The best way to start is normally by talking to a health care professional, such as your GP.
Your GP can:
- make a diagnosis
- offer you support and treatments
- refer you to a specialist service
What should I say to my GP?
It can be hard to know how to talk to your doctor about your mental health – especially when you’re not feeling well. But it’s important to remember that there is no wrong way to tell someone how you’re feeling.
Here are some things to consider:
- Be honest and open.
- Focus on how you feel, rather than what diagnosis you might meet.
- Try to explain how you’ve been feeling over the past few months or weeks, and anything that has changed.
- Use words and descriptions that feel natural to you – you don’t have to say specific things to get help.
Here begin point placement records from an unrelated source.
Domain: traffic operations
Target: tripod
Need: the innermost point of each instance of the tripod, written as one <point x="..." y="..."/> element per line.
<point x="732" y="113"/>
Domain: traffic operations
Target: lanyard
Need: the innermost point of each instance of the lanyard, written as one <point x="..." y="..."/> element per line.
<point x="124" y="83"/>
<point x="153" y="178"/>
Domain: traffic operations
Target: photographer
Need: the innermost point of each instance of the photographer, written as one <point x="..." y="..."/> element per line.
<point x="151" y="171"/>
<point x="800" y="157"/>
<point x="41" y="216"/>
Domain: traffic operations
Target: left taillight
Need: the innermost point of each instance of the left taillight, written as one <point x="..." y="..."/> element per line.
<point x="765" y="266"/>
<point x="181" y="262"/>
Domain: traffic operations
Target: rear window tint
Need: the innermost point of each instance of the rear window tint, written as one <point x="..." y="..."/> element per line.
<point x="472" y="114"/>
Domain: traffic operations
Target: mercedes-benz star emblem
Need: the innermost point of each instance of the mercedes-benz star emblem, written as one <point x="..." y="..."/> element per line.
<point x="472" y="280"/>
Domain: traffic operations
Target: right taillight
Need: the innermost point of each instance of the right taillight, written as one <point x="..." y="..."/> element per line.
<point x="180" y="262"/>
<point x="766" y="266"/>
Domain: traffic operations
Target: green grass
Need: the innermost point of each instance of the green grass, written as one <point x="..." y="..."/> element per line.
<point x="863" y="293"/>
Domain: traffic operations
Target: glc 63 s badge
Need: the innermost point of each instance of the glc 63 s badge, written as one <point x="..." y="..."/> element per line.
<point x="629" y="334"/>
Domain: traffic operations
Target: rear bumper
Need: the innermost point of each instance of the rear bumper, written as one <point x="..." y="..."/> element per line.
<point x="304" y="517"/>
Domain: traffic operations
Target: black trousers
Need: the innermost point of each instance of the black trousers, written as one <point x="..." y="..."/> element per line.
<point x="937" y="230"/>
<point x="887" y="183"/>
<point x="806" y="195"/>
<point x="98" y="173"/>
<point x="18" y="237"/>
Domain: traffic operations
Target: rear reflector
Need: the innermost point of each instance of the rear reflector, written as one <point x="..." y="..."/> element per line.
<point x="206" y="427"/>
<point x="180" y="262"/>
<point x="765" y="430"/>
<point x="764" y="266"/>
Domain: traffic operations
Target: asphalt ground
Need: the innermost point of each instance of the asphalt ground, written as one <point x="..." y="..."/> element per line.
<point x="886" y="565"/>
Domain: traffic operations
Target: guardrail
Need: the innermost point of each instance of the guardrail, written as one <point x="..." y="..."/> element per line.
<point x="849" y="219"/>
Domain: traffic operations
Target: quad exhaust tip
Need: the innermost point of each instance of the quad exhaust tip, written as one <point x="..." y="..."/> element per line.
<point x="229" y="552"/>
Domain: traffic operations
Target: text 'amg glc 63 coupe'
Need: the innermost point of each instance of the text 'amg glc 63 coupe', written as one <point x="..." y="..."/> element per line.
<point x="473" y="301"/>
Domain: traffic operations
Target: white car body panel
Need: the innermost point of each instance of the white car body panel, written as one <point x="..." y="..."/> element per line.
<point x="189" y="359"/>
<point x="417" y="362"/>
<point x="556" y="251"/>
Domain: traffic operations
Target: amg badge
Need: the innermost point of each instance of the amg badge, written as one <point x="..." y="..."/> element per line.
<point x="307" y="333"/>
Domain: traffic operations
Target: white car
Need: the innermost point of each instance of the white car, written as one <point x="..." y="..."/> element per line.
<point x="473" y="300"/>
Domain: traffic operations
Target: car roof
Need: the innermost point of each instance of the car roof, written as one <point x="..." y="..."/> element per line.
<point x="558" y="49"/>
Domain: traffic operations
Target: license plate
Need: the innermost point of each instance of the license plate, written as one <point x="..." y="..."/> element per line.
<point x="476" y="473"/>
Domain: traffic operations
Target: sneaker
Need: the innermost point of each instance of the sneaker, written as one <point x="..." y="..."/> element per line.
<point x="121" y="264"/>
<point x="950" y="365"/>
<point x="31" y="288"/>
- Try not to worry that your problem is too small or unimportant – everyone deserves help and your doctor is there to support you.
Being as open and honest as possible, even though extremely difficult, is what has assisted me.
(See our pages on types of mental health problems for more ideas about how to talk about mental health.)
How can I prepare?
GP appointments are usually very short, and sometimes you might forget to say things that are important. Being prepared can help you get the most out of your appointment.
Here are some suggestions:
- Write down what you want to say in advance, and take your notes in with you.
- Give yourself enough time to get to your appointment, so that you don’t feel rushed or stressed.
- Think about taking someone with you to support you, like a close friend or family member.
- Highlight or print out any information you’ve found that helps you explain how you’re feeling.
- If you have a few things to talk about, you can ask for a longer appointment (you'll need to do this when you're booking it in).
This information was published in September 2015. We will revise it in 2018.